Friday, October 07, 2005

I Was a Teenage UFT Transfer, or Why You Might Need the Current Contract One Day

Well, perhaps I was a little older, but I was teaching in a pretty bad school. Discipline in the halls was virtually non-existent. We’d had a very tough principal who actually took action against troublesome students, but he was replaced by a Board of Ed. hack with a moustache. He had a great smile, his moustache would move up and down, and words would come from his mouth, but they rarely signified much. He was very careful not to offend any member of the community, so for kids, there were no longer significant consequences for anything they did.
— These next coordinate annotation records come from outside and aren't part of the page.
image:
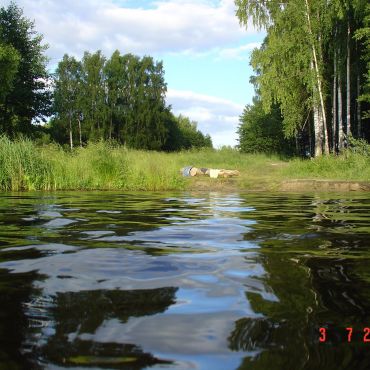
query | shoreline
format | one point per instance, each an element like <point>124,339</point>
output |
<point>289,185</point>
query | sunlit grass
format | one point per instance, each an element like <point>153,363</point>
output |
<point>101,166</point>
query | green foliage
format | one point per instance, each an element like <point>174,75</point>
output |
<point>183,134</point>
<point>261,132</point>
<point>24,96</point>
<point>363,34</point>
<point>122,98</point>
<point>9,62</point>
<point>311,66</point>
<point>104,166</point>
<point>359,146</point>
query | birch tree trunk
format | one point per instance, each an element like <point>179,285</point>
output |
<point>318,129</point>
<point>335,77</point>
<point>79,131</point>
<point>70,132</point>
<point>340,115</point>
<point>322,111</point>
<point>359,123</point>
<point>348,128</point>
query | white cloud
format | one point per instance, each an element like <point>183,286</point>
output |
<point>72,27</point>
<point>215,116</point>
<point>240,52</point>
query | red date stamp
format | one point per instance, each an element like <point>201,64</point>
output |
<point>365,334</point>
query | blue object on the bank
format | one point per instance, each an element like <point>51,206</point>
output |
<point>186,171</point>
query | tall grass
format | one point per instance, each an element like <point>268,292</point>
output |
<point>26,166</point>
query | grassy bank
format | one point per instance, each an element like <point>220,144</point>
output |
<point>25,166</point>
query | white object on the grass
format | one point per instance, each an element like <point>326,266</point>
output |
<point>214,173</point>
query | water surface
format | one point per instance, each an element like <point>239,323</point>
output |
<point>107,280</point>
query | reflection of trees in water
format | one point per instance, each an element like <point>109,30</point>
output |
<point>304,244</point>
<point>76,313</point>
<point>287,337</point>
<point>15,289</point>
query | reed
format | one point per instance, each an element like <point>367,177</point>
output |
<point>102,166</point>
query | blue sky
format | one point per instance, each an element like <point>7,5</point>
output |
<point>204,50</point>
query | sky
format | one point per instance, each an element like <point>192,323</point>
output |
<point>205,51</point>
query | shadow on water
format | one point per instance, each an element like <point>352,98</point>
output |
<point>209,281</point>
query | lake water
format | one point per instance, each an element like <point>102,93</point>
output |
<point>105,280</point>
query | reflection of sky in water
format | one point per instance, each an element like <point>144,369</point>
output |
<point>210,263</point>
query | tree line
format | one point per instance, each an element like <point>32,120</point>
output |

My classroom was different. I terrorized the kids by phoning their parents in Spanish and reporting absolutely everything that happened in the class, along with grades, absences and lateness. It was simply not worth acting out in my ESL classes.

Next door to me was Mr. Mudd, the Spanish teacher. Mr. Mudd spoke with a very thick accent that was by no means Spanish. He had been the principal of a school in his home country, and expected absolute unquestioning obedience from his students. He did not receive it.

For some reason, Mr. Mudd was assigned five Spanish 1 classes, including three composed of native speakers. The natives in particular found Mr. Mudd’s Spanish laughable, and delighted in torturing him with all sorts of juvenile pranks: tacks on the chair, verbally imitating his empty threats, spitballs and such. Every day, he’d send scores of uncooperative kids to my supervisor, inconveniently tearing her away from whatever it was she did in that little office. I never threw kids out of class, figuring time spent with me was punishment enough.

One day, Mr. Mudd found a regulation somewhere stating that if a student had previously failed a teacher’s class, that student did not have to repeat that class with that teacher. This was a great opportunity for Mr. Mudd, since he had failed virtually everyone in all of his classes. He started sending names to the supervisor, who then had to re-assign all the students out of Spanish one.

At the end of the semester, I was called into the supervisor’s office. She had a cunning plan. She knew I then had a second job that began at 3:30, and informed me that the following semester I, an ESL teacher, would be teaching all Spanish 1 classes. If I declined, I would receive the only late class in the department, and be forced to give up my second job.

It was a perfect plan. Now, Mr. Mudd would no longer be sending those kids into her office, and she could do whatever it was she did in that office in peace. I would never send kids to her office, I would have no lists of students who couldn’t be in my classes, and she could put all those kids in Spanish 1 again. Many of them weren’t taking to French or Italian, and the ones who spoke little or no English had become particularly troublesome.

What could I do? I told her to do whatever she wished. Then, I applied for a UFT transfer to a school that was located within minutes of my second job. It did not require the approval of my AP, but only the signature of my principal. He waved his moustache up and down happily, and declared I’d never get a position in the school I’d requested.

The following September, while I attended orientation meetings in the school I requested, both the principal and my supervisor of my old school were perplexed at my absence. The UFT transfer plan precluded my being punished for doing my job too well.

Perhaps it will do the same for you one day.

But only if you vote “NO” on this awful contract proposal.